Quem foi Alaíde do Feijão
Por Guilherme Soares Dias
Todas as terças-feiras em Salvador, a Igreja Nossa Senhora do Rosário dos Pretos, construída e administrada pela Irmandade dos Homens Pretos, realiza a Terça da Benção, em que as missas ganham os sons dos tambores. O evento faz com que o Pelourinho, principal ponto turístico da capital baiana, ganhe uma programação especial. O cantor Gerônimo faz seu tradicional show, os blocos afros, como Olodum e Ilê Aiyê aproveitam para ensaiar e promover encontros. O lugar que todas essas pessoas utilizam para se abastecer de comida é o Restaurante Alaíde do Feijão, chefiado por Alaíde da Conceição, 70 anos.
Nessas ocasiões, o restaurante se transforma, a partir das 18h, numa espécie de centro de encontro do movimento negro. A resenha política foi denominada pelos integrantes da “Bancada do Feijão”. Foi nessas reuniões que nasceu o movimento “Eu quero ela”, que pretende lançar uma candidata negra à prefeitura de Salvador, que apesar ter cerca de 80% de população negra, nunca teve um prefeito negro eleito. Alaíde ouve tudo sentada na sua cadeira em meio ao salão. Ela fala mais pelo seu olhar expressivo do que pelas palavras. Mas, vez ou outra, solta frases pontuais e precisas. Todos param para saber o que a matriarca tem a dizer. “O pessoal sempre se reúne aqui em época de eleição. O movimento é muito importante. Nós, pessoas negras, temos que assumir alguma coisa”, afirma ela.

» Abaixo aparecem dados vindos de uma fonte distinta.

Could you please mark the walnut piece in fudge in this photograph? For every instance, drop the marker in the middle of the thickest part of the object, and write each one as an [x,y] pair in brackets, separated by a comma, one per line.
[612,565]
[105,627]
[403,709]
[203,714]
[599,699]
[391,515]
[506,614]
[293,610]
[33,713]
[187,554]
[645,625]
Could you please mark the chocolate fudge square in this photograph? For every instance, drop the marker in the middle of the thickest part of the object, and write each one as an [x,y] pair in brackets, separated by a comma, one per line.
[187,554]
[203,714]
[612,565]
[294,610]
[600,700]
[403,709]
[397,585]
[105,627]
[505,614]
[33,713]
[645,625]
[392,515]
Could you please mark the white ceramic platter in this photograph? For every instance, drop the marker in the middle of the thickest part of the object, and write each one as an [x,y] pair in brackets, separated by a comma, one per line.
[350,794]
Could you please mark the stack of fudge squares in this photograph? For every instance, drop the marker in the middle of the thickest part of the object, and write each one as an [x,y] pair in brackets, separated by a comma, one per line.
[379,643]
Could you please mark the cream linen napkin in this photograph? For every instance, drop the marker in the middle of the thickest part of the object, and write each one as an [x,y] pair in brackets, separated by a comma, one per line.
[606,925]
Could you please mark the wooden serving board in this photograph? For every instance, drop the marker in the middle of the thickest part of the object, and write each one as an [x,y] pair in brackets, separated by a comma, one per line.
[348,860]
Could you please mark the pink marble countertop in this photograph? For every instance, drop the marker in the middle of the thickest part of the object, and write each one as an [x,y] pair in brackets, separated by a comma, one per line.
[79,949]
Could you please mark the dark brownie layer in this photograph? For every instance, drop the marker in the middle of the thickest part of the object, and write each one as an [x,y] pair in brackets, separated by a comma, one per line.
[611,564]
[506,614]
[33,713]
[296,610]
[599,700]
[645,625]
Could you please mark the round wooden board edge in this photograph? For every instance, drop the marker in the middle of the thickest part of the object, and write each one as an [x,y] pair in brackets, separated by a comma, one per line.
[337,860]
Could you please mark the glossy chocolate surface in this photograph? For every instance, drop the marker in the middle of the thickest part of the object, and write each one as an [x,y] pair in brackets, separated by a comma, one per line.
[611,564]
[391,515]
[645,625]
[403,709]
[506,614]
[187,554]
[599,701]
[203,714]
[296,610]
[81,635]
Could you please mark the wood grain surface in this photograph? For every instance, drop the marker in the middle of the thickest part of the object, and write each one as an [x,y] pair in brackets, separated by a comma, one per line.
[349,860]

O feijão que Alaíde prepara hoje no restaurante foi ensinado pela mãe, Maria das Neves, que tinha um tabuleiro próximo ao Mercado Modelo e Elevador Lacerda. Desde os 15 anos, ela trabalhava com a mãe no tabuleiro, que assumiu há cerca de 40 anos. Em 1993, ela deixou as ruas e se tornou uma das poucas proprietárias negras de um restaurante no Pelourinho. “Temos muitas dificuldades, o racismo nos atinge de várias formas e acho que tem piorado”, considera. Pergunto se ela sofre preconceito por ser uma mulher à frente de um negócio e ela pontua: “Por ser mulher e por ser negra”. Na última terça (5), ela usava um vestido azul de cetim, turbante colorido e chinelo. Parte do dinheiro recebido dos clientes estava dobrado na mão. Com ele, Alaíde compra café e doce de vendedores que passam em frente ao restaurante.

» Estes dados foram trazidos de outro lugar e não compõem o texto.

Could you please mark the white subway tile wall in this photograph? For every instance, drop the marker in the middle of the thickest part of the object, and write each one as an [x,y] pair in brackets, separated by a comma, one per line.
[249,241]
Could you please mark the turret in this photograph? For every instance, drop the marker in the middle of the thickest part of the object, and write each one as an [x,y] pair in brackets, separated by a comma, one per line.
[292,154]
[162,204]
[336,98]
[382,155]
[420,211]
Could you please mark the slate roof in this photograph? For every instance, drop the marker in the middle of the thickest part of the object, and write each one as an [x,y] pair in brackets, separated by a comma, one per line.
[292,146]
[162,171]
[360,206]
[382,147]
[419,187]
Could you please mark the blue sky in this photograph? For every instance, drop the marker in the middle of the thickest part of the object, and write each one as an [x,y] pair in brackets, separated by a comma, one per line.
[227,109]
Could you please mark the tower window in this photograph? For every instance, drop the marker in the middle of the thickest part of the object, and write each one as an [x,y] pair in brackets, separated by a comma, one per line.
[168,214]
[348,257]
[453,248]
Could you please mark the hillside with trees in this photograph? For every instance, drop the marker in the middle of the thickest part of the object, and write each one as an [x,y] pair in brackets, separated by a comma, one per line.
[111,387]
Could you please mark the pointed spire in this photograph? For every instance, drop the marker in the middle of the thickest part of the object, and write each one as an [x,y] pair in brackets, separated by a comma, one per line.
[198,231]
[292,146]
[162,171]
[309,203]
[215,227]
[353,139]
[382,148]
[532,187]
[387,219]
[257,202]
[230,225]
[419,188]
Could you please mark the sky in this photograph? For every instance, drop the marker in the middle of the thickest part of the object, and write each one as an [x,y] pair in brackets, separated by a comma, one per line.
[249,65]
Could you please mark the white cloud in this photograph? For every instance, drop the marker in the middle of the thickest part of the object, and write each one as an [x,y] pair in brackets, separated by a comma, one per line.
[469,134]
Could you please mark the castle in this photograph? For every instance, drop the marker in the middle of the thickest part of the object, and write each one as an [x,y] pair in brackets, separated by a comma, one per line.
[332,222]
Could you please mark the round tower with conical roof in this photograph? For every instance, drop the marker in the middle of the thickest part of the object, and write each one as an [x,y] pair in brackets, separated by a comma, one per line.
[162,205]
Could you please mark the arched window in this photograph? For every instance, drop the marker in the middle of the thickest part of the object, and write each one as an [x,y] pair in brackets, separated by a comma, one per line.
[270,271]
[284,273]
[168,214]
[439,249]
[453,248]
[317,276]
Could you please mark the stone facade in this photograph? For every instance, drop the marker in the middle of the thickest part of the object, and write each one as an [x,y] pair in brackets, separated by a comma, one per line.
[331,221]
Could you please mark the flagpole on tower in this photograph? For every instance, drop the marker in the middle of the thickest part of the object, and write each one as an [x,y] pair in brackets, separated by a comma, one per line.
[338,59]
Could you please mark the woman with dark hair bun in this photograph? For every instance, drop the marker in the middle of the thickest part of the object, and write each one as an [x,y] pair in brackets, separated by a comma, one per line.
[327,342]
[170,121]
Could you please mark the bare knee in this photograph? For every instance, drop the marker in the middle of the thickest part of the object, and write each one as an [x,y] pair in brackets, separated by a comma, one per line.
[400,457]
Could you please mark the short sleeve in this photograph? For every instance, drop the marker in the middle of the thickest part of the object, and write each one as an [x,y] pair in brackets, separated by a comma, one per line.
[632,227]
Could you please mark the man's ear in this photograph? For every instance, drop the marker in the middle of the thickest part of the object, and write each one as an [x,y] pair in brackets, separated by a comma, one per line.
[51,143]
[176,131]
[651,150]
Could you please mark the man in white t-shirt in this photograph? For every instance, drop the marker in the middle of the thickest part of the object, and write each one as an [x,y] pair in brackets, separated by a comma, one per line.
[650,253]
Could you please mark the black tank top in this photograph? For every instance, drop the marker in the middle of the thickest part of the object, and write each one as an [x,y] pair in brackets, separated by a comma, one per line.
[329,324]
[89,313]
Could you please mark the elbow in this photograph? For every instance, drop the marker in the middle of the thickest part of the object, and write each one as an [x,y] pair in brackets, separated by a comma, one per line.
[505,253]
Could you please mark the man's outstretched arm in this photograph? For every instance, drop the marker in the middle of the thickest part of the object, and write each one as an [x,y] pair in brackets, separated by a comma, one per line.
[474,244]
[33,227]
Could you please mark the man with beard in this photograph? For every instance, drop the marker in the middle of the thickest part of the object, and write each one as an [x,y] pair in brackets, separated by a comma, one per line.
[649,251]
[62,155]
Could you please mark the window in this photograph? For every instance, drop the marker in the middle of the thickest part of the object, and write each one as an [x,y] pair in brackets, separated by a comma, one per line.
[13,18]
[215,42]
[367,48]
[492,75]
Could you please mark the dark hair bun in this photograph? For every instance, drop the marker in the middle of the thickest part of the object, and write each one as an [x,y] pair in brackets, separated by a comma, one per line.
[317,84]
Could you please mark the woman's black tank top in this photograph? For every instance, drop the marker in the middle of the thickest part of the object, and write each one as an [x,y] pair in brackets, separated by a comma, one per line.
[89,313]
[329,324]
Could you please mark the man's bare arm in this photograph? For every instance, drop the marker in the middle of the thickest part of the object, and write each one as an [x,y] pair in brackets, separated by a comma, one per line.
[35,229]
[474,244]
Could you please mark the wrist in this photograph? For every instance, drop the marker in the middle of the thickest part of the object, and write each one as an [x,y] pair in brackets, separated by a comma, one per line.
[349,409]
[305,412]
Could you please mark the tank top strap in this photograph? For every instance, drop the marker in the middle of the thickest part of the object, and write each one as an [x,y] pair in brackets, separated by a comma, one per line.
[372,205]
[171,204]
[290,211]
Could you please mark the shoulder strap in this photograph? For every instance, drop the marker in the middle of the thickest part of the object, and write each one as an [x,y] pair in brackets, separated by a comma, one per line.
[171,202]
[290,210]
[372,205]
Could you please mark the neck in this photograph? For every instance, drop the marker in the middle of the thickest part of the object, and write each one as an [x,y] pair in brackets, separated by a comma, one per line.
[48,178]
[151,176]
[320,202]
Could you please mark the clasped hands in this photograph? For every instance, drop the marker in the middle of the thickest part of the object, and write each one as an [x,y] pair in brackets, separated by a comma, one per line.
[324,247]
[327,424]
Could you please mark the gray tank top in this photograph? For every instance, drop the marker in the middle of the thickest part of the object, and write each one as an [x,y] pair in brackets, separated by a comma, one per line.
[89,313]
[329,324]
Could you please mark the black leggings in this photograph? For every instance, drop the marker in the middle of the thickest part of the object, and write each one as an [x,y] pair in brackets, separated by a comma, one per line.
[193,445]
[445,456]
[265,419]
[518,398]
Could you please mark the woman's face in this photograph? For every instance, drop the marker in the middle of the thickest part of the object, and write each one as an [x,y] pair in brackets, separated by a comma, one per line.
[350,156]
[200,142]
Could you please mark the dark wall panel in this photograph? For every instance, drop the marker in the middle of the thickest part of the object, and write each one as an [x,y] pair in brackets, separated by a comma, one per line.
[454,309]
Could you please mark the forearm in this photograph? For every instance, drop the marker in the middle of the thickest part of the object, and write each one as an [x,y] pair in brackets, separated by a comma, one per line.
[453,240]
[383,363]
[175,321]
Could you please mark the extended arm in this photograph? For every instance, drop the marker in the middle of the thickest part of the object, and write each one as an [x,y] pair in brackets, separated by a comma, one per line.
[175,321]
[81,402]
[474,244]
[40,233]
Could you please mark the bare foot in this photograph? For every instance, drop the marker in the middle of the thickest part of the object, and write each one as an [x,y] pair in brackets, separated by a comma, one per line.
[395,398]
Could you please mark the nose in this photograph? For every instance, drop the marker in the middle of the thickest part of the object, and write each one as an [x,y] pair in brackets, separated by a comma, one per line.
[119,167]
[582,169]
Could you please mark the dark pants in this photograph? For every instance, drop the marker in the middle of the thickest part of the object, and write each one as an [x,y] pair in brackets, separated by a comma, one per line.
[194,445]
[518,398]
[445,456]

Mas qual seria o segredo do feijão de Alaíde, que atrai tantos clientes há vários anos? “O tempero. Eu deixo as carnes cozinhando no feijão de um dia para o outro. Isso dá o gosto maior, além disso coloco tempero verde e cominho”, conta, dizendo que o carinho com que a comida é preparada também é importante. Por causa da idade, quem cozinha hoje são as três filhas e sobrinhas.

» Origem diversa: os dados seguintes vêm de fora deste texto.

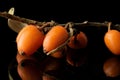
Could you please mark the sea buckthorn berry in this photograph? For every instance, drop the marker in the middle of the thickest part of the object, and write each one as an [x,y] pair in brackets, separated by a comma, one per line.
[112,41]
[29,39]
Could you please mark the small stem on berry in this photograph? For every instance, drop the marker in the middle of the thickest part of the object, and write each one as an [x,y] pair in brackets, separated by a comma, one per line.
[109,26]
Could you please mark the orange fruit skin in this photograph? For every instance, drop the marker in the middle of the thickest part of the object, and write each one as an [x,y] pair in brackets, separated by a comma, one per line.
[54,38]
[111,67]
[112,41]
[80,41]
[29,39]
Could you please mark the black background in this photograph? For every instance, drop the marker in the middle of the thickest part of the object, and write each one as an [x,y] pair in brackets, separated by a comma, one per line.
[61,12]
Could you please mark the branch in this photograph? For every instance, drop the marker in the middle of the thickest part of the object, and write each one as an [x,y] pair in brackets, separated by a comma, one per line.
[17,18]
[29,21]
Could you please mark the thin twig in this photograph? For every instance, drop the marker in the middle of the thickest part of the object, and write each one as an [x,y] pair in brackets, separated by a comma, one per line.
[29,21]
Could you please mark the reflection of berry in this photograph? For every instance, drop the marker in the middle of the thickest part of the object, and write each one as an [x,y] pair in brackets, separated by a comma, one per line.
[111,67]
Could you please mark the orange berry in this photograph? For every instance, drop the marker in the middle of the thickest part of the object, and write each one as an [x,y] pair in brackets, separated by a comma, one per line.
[29,39]
[112,42]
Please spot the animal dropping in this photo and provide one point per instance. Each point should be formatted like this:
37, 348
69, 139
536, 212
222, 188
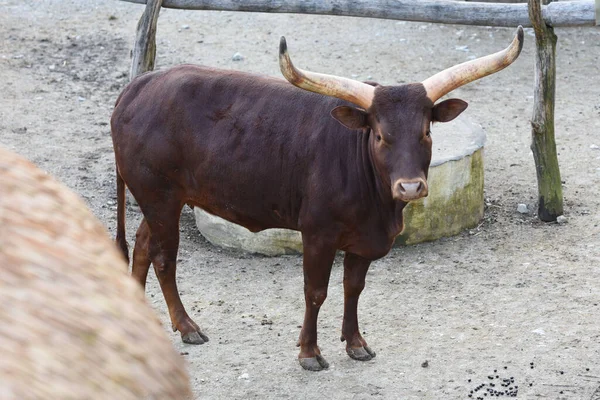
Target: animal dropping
337, 161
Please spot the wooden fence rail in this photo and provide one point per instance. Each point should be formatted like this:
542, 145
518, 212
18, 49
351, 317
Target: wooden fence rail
564, 13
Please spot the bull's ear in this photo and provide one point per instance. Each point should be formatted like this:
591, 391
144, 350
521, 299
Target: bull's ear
449, 109
350, 117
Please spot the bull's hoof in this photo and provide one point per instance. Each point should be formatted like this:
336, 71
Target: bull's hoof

Na parede do restaurante estão fotos de Alaíde com os ex-presidentes Dilma Rousseff e Luiz Inácio Lula da Silva, além de cantores como Margareth Menezes, Luiz Melodia e Compadre Washington. Um quadro homenageia a mãe, que lhe ensinou a “temperar o feijão e a agradecer aos amigos”. Há ainda uma referência a Omolu, o orixá responsável pela terra, pelo fogo e pela morte, que guia a cozinheira. Na entrada, velas e garrafas pedem proteção para Exu, orixá da comunicação, considerado o guardião das casas.